Funding Anti-Corrosion Efforts: Corrosion costs the DoD about $20 billion per year. Sen. Hirono supported increased funding for corrosion control and prevention efforts, which is important to Hawaiʻi as its unique environment often leads to significant corrosion of military assets such as helicopters and other aircraft. She also fought off a provision which would have eliminated the DoD’s Office of Corrosion Policy and Prevention. She also included a provision directing a GAO review of the Pentagon’s corrosion control and prevention efforts.
Strengthening Research Agreements with Universities: Sen. Hirono included provisions that support research and development agreements between the Department of Defense and universities and provides the Secretary of Defense authority to establish mechanisms for expedited access to technical talent and expertise at academic institutions to support critical missions such as cybersecurity, unmanned systems, and advanced materials among others.
Promoting Military Family Stability: Sen. Hirono included several provisions to help military families undergoing permanent change of stations within the U.S., including more flexibility with staying in government quarters and the creation of a pilot program on public-private partnerships for telework facilities on overseas military installations to improve hiring of military spouses.
Streamlining of Acquisition Process: Sen.
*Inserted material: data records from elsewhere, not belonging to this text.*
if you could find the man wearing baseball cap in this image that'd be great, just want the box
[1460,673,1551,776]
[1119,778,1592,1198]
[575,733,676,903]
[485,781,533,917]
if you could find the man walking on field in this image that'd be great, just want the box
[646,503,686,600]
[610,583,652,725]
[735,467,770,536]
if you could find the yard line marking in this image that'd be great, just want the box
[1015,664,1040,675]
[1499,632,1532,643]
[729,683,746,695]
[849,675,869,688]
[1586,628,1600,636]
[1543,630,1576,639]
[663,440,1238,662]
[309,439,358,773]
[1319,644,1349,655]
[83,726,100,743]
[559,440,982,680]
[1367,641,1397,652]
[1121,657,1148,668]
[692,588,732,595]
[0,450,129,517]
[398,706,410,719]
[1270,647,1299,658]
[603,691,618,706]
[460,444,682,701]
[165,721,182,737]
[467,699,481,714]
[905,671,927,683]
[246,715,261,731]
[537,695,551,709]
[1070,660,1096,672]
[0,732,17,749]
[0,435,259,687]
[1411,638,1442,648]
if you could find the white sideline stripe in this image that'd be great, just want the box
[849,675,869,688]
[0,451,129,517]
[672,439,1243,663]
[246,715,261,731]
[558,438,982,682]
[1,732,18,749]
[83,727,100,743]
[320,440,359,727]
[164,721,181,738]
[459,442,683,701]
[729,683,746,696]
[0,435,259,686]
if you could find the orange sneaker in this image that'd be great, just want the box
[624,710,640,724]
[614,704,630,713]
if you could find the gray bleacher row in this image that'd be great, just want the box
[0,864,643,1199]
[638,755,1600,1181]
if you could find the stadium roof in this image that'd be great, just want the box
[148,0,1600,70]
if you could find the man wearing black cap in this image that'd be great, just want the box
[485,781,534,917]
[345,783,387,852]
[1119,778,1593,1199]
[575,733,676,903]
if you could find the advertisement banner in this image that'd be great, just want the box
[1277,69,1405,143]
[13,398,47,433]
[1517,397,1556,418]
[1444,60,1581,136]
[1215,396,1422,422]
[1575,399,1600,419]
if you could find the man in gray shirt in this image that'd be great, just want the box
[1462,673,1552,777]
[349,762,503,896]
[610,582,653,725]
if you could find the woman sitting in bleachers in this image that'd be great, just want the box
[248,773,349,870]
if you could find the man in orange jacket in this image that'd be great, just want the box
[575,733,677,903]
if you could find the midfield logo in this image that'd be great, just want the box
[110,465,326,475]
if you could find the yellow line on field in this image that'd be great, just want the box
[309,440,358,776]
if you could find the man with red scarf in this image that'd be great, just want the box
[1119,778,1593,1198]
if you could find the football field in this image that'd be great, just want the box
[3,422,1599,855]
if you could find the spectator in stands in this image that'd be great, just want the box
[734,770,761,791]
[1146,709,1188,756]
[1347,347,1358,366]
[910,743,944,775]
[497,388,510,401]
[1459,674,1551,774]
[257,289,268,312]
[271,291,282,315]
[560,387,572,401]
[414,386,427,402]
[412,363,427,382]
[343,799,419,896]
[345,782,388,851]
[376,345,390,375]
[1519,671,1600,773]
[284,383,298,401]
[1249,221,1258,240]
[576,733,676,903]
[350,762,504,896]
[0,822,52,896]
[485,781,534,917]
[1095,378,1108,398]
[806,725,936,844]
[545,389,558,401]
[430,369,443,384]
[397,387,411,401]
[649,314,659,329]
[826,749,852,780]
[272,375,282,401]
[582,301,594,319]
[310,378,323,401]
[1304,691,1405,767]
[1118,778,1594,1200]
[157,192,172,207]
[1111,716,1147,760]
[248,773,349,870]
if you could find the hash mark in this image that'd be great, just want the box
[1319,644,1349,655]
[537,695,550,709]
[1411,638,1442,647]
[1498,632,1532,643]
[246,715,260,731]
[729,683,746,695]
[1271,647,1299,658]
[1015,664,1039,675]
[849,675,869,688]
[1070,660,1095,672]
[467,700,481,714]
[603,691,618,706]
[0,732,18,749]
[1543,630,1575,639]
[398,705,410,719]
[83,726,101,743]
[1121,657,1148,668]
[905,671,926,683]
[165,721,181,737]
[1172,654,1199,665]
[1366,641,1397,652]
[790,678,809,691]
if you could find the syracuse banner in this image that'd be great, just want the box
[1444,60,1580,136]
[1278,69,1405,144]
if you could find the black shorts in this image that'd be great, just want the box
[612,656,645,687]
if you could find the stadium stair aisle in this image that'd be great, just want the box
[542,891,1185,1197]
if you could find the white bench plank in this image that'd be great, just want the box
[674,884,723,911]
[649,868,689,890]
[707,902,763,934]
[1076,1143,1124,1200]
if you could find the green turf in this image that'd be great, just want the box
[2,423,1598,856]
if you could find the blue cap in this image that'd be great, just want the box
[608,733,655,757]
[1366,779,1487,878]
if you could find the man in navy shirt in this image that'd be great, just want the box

Hirono worked with the committee to include provisions that would streamline the acquisition process, including a provision to support innovation at Department of Defense laboratories and a training program to establish in-resident target training on agile acquisition.
Expanding Major Range and Test Facility Bases: Sen. Hirono supported efforts to create incentives for the Department of Defense workforce at laboratories and test ranges and to encourage the Department of Defense to use existing authority and $150 million in funding for infrastructure improvements at major range and test facility bases.
Strengthening Cybersecurity Education and Training Programs: Sen. Hirono included provisions allowing easier access to universities for engineering or operational needs for cybersecurity. In addition, Sen. Hirono included funding for Maui’s high performance computing modernization program and well as increased funding for universities and industry research centers to encourage the development of new technology and defense systems.